When it comes to the ability of current and former employees to share their views publicly, the spokesperson said:

“We have released all former employees from their non-disparagement. We have also removed a non-disparagement clause from our standard departure paperwork.

 

“We have built avenues for employees to raise their thoughts through leadership office hours, an anonymous integrity hotline, Q&A sessions with the board, and ongoing communications with their managers.”

However, the spokesperson did suggest that former employees should be cautious when talking about its technology in public.

“While we believe it is important for former employees to be able to express their views on the company, including critical ones, we believe this dialogue must occur in a way that does not jeopardize the security and confidentiality of the technology we are building.

“This includes protecting it from disclosure to bad actors who want to harm our country, our users, and our company.

“OpenAI and its employees have an ongoing responsibility to protect the technology we are building, including from unauthorized disclosures that could confer benefits on malicious actors, including countries who seek to overtake the United States’ leading edge in this technology.

“Our newly formed Safety and Security Committee, led by members of our board of directors, is aware of specific concerns raised by former employees.

“The committee will carefully review feedback during their 90-day recommendation process and publicly share an update on adopted recommendations in a manner that is consistent with safety and security.”

The spokesperson added:

“Having safe and reliable systems is critical to our business model. Our tools are used by 92% of the Fortune 500. They would not subscribe if our models were not safe, not capable.

 

“We don’t sell personal info, don’t build user profiles, and don’t use that info to target anyone or sell anything.”

The Bottom Line

Commentators often suggest that the rise of AI is as powerful and world-changing as the arrival of the printing press or the Industrial Revolution.

Those who have experienced its power, be it through amazement at its time-saving of tedious tasks or the intellect it often seems to display when working through answers, may tend to agree.

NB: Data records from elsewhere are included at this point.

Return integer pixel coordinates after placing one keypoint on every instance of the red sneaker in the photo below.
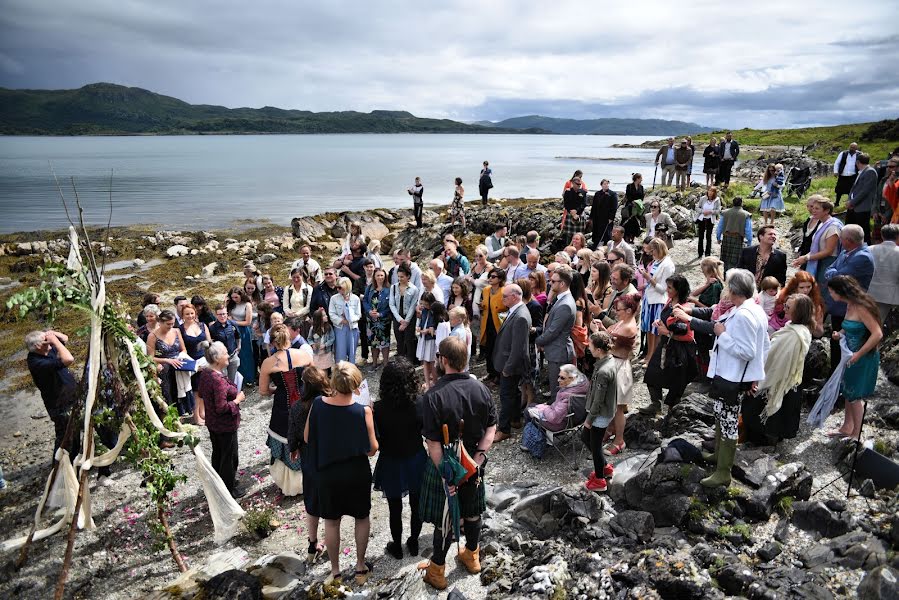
(596, 485)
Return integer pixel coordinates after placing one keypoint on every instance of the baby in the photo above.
(770, 288)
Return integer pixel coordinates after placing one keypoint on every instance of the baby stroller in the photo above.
(798, 181)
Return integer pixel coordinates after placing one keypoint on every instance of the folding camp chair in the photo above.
(574, 422)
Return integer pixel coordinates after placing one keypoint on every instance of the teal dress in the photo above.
(859, 379)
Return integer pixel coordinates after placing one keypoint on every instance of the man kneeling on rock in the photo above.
(456, 398)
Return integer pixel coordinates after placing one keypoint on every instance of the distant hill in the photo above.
(105, 108)
(601, 126)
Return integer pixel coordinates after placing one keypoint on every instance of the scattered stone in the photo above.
(177, 250)
(634, 524)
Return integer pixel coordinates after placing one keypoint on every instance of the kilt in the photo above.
(472, 497)
(731, 248)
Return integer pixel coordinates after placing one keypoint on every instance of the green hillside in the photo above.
(104, 108)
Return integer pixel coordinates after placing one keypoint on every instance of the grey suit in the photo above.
(512, 360)
(556, 340)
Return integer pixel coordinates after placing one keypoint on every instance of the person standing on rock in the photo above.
(864, 195)
(764, 260)
(602, 402)
(737, 361)
(665, 157)
(485, 182)
(728, 151)
(733, 228)
(456, 400)
(312, 271)
(846, 171)
(705, 215)
(417, 190)
(555, 339)
(511, 359)
(602, 214)
(710, 161)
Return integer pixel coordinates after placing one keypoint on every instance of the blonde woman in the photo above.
(345, 310)
(341, 434)
(656, 293)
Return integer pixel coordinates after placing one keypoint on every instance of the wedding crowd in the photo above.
(564, 338)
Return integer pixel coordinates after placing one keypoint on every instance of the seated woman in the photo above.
(773, 414)
(803, 283)
(571, 383)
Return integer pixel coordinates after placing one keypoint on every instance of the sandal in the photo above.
(362, 576)
(315, 551)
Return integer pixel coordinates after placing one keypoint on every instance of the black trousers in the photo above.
(406, 341)
(599, 460)
(723, 175)
(704, 229)
(363, 335)
(862, 219)
(836, 323)
(224, 456)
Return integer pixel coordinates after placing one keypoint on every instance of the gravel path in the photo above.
(116, 560)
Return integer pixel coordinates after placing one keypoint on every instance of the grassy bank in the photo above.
(873, 138)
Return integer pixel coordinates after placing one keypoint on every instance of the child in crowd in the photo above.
(321, 338)
(426, 330)
(274, 320)
(769, 288)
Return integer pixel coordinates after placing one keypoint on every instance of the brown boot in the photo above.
(471, 559)
(434, 575)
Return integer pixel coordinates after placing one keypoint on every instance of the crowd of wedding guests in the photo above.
(580, 325)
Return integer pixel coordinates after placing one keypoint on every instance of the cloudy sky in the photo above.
(718, 63)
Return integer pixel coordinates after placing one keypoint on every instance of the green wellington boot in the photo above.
(727, 449)
(712, 457)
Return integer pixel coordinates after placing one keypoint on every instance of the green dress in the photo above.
(859, 379)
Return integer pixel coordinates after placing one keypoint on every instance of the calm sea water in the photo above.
(193, 182)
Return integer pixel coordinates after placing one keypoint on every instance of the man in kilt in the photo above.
(457, 397)
(734, 228)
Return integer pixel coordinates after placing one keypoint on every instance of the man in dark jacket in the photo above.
(728, 150)
(602, 214)
(863, 196)
(773, 262)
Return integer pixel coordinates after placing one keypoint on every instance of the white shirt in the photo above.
(744, 345)
(850, 168)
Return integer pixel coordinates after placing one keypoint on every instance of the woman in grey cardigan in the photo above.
(403, 301)
(602, 402)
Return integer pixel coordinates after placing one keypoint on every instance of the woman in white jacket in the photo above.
(345, 310)
(656, 292)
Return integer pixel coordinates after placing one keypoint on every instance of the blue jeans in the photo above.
(345, 341)
(509, 402)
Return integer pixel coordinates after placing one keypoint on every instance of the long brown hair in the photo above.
(848, 287)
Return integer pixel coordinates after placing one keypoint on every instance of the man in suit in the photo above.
(665, 156)
(511, 358)
(773, 261)
(863, 196)
(555, 339)
(728, 150)
(855, 260)
(846, 171)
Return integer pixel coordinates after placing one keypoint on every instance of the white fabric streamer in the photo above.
(831, 390)
(224, 510)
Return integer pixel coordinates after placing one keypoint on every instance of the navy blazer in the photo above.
(858, 263)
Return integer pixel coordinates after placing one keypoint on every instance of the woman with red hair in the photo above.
(802, 282)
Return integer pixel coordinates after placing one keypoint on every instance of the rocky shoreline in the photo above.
(657, 534)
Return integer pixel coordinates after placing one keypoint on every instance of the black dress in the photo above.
(338, 447)
(673, 364)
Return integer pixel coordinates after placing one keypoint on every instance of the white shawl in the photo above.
(784, 365)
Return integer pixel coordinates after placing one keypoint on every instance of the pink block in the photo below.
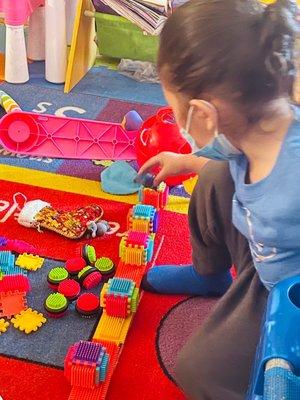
(137, 238)
(17, 12)
(61, 137)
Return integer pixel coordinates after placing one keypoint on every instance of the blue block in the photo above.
(143, 211)
(120, 286)
(280, 339)
(104, 367)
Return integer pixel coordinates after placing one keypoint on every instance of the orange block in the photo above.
(12, 303)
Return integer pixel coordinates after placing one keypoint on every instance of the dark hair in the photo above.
(238, 48)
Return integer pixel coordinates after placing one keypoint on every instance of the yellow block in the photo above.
(83, 47)
(112, 329)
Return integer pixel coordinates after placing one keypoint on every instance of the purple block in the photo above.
(3, 241)
(89, 352)
(155, 222)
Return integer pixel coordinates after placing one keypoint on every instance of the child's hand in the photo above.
(169, 163)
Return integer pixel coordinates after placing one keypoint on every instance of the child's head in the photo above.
(234, 52)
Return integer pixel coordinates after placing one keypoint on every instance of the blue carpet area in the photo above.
(103, 82)
(50, 343)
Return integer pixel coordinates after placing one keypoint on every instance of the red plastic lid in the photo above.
(69, 288)
(87, 303)
(74, 265)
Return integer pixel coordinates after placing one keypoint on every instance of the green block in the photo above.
(119, 38)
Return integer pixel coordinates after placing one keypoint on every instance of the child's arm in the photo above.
(173, 164)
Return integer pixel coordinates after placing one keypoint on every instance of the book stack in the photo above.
(149, 15)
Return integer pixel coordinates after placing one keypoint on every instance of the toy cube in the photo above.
(155, 197)
(119, 297)
(136, 248)
(143, 218)
(86, 364)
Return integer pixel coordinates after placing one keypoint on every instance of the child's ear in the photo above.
(207, 113)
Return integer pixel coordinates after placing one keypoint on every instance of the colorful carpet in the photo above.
(31, 366)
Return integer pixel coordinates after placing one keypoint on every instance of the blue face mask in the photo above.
(219, 148)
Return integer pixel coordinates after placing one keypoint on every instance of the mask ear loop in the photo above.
(189, 119)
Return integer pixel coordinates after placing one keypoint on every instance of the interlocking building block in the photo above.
(119, 297)
(142, 218)
(155, 197)
(136, 248)
(12, 303)
(30, 262)
(3, 325)
(86, 364)
(28, 321)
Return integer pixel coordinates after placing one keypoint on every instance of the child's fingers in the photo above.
(152, 162)
(160, 177)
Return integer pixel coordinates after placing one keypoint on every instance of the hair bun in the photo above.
(279, 26)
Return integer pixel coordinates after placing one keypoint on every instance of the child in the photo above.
(227, 70)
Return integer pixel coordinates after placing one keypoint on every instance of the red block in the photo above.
(116, 306)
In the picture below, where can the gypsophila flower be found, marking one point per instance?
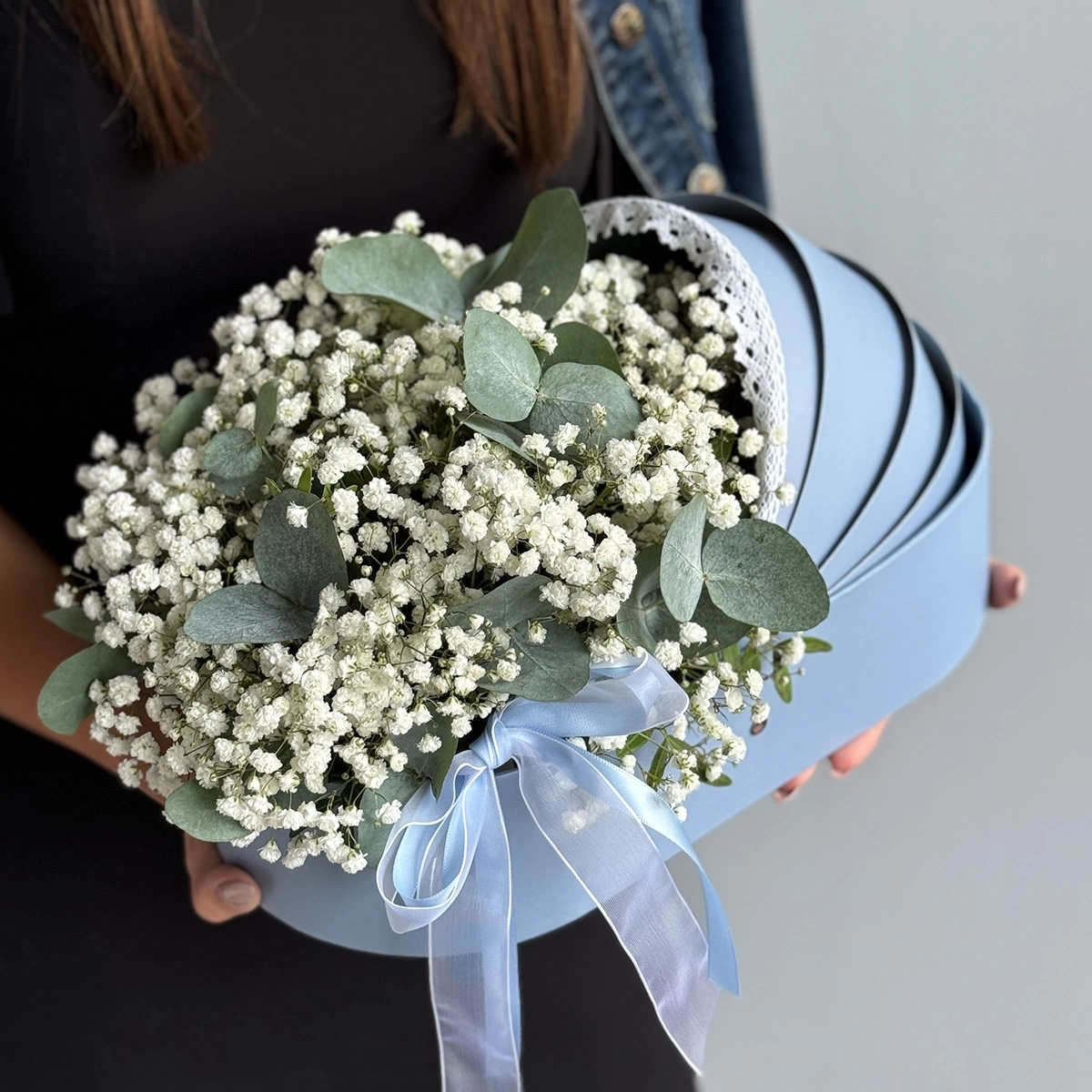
(323, 731)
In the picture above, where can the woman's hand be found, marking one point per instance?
(218, 891)
(1007, 585)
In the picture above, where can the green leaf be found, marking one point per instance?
(752, 660)
(582, 344)
(185, 418)
(784, 683)
(567, 393)
(501, 367)
(266, 410)
(501, 432)
(194, 809)
(681, 576)
(514, 602)
(296, 797)
(298, 561)
(550, 250)
(474, 278)
(248, 614)
(64, 703)
(435, 764)
(74, 621)
(557, 667)
(233, 454)
(552, 671)
(371, 834)
(659, 765)
(643, 620)
(633, 743)
(759, 573)
(399, 268)
(721, 632)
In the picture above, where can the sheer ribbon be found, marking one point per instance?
(447, 867)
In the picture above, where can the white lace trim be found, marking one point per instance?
(724, 272)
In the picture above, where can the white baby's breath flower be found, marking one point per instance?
(427, 518)
(753, 682)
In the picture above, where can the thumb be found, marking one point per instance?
(218, 891)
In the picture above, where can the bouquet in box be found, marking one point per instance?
(432, 512)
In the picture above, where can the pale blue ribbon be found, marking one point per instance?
(448, 866)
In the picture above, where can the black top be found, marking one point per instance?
(333, 114)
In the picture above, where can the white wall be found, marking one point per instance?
(925, 924)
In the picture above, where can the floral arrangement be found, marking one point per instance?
(420, 481)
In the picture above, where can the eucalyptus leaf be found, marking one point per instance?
(784, 683)
(74, 621)
(501, 367)
(644, 621)
(248, 614)
(374, 834)
(474, 278)
(194, 809)
(582, 344)
(298, 561)
(514, 602)
(248, 486)
(681, 576)
(551, 671)
(296, 797)
(550, 250)
(266, 410)
(64, 703)
(435, 764)
(759, 573)
(399, 268)
(567, 393)
(185, 418)
(233, 454)
(509, 436)
(722, 632)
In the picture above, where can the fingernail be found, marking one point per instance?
(1018, 587)
(236, 894)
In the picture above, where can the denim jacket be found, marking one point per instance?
(674, 80)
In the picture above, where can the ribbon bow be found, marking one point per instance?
(447, 867)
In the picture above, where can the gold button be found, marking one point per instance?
(627, 25)
(705, 178)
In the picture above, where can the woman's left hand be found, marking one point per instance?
(1007, 585)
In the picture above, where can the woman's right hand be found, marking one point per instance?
(218, 891)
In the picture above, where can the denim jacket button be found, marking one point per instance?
(705, 178)
(627, 25)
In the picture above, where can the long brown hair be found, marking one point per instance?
(519, 66)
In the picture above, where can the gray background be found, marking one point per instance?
(924, 924)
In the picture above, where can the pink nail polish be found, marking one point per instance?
(236, 894)
(1018, 587)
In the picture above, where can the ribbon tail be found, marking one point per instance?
(604, 844)
(473, 971)
(656, 816)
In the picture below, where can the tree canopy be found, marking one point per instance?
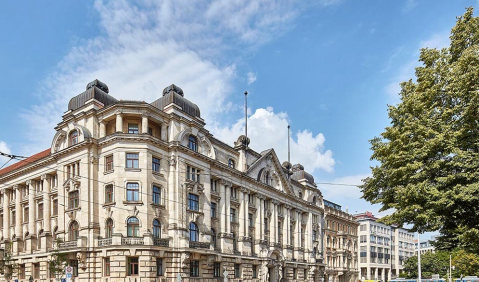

Right now, AI may ‘simply’ be a mix of generative AI and large language models (LLMs) — a ‘stochastic parrot’. But it is seeping into the mainstream, and progress, particularly towards AGI, is only likely to get faster and faster.

How we handle this extraordinary Pandora’s Box is crucial — these few years are likely to be as transformative as the decades-long switch from analog to digital or the decade-long switch to an internet world.

OpenAI gives a decent response to the claims levied against them, but the complaints of the current and ex-researchers do need to guide this chapter. We are lifting the lid of Pandora’s Box — and as the myth goes, it’s not one that humans can close by themselves.

The story also goes that the box brings great troubles or misfortune but also brings hope. We need to keep the creation of AI and AGI pointed squarely towards the latter.

Like it or not, AI is changing our world — we look to the stewards of the technology to treat that power with great responsibility.